Path to the hidden pet cemetery on May 21, 1996.

I’ll share a few more. Somehow I learned about a “hidden pet cemetery,” and a cast member gave me a little tour. Today, it’s well documented (it was the original cemetery, and then a clone was made and moved out front when they expanded the Haunted Mansion queue), but back then, it seemed really special to get to see it. Funny how giving everyone a digital camera (on their phone) at all times makes having photos of things far less rare.

Barrel pirate in 1996.

And over at Pirate’s of the Caribbean, I snapped a photo of one of the pirates unique to the Disneyland version. I believe he sat at the left of the “waterfall” up ramp at the end of the ride, just before where Jack Sparrow is today.

He disappeared a few years later during an update, and has been gone ever since. I think. I really need to check my later photos. I could be completely wrong (and I’m sure you’ll let me know if I am).

There was also some kind of big deal about turnstiles being moved to the exit of Pirates.  I don’t recall why, but I took a photo:

Exit turnstiles at Pirates on August 12, 1996.
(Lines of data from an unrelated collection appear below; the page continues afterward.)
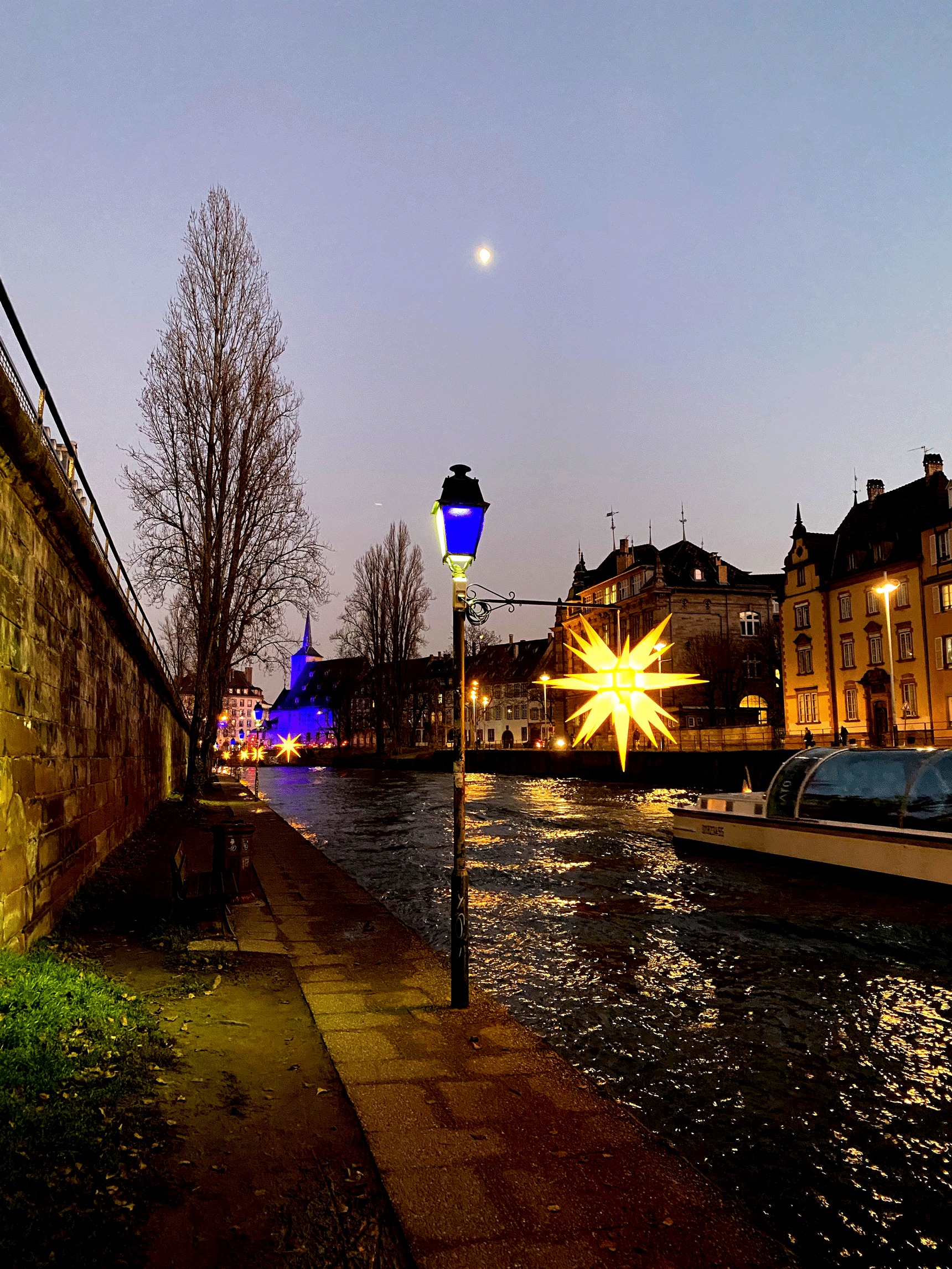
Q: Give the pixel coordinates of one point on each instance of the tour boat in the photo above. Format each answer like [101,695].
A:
[883,810]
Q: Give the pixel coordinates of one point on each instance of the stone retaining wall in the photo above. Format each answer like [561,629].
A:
[90,734]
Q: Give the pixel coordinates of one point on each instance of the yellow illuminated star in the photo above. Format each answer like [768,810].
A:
[288,747]
[620,685]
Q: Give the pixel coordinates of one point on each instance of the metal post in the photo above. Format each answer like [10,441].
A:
[460,891]
[894,729]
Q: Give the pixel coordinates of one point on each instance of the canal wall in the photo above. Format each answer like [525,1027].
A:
[708,770]
[90,731]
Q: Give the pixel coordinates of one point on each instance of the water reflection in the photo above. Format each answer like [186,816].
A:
[789,1028]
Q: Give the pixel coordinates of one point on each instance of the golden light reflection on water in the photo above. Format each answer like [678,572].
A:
[789,1029]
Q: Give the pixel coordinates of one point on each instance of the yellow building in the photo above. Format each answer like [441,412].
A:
[866,640]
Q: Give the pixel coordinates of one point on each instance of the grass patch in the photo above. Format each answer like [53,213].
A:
[80,1127]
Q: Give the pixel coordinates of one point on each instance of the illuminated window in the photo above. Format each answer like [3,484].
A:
[910,705]
[808,707]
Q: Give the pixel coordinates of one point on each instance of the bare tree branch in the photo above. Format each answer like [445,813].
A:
[221,510]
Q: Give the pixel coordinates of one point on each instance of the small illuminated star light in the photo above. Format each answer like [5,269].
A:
[620,685]
[288,747]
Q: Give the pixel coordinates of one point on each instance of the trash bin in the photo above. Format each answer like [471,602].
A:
[231,853]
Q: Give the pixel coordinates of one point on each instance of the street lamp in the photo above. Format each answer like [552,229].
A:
[460,513]
[886,591]
[259,715]
[544,681]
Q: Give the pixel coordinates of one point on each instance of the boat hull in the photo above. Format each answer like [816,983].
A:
[895,852]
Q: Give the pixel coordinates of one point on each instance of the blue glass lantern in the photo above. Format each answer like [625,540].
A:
[460,513]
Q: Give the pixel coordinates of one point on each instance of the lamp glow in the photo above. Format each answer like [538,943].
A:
[620,686]
[288,747]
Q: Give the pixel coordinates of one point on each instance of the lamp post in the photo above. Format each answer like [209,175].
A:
[460,513]
[886,591]
[259,715]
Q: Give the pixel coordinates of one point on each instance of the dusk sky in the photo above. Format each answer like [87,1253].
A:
[723,272]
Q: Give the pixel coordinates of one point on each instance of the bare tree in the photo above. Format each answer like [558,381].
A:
[479,638]
[384,622]
[178,636]
[221,512]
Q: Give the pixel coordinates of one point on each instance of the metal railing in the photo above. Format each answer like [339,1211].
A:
[65,455]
Oh, and for what it’s worth, back then this pirate was still looking for the woman that the clothing he was holding belonged to 😉

“I be willing to share, I be!” he would say, as an (apparently) nude woman popped up slightly out of the barrel behind him.

Ah, fun times.

I guess that’s all for now. In writing this article, I did learn that the problem with strollers isn’t really a new one. It just seems today there are more of them, and more people bring their own, and they are larger. But even in 1996, I thought the mess of “parked” strollers was awful enough that I wasted one of my dozen or so photos on it.

Actually, maybe “parked” is too strong a word for that photo. How about “left in a clump, seemingly at random” instead?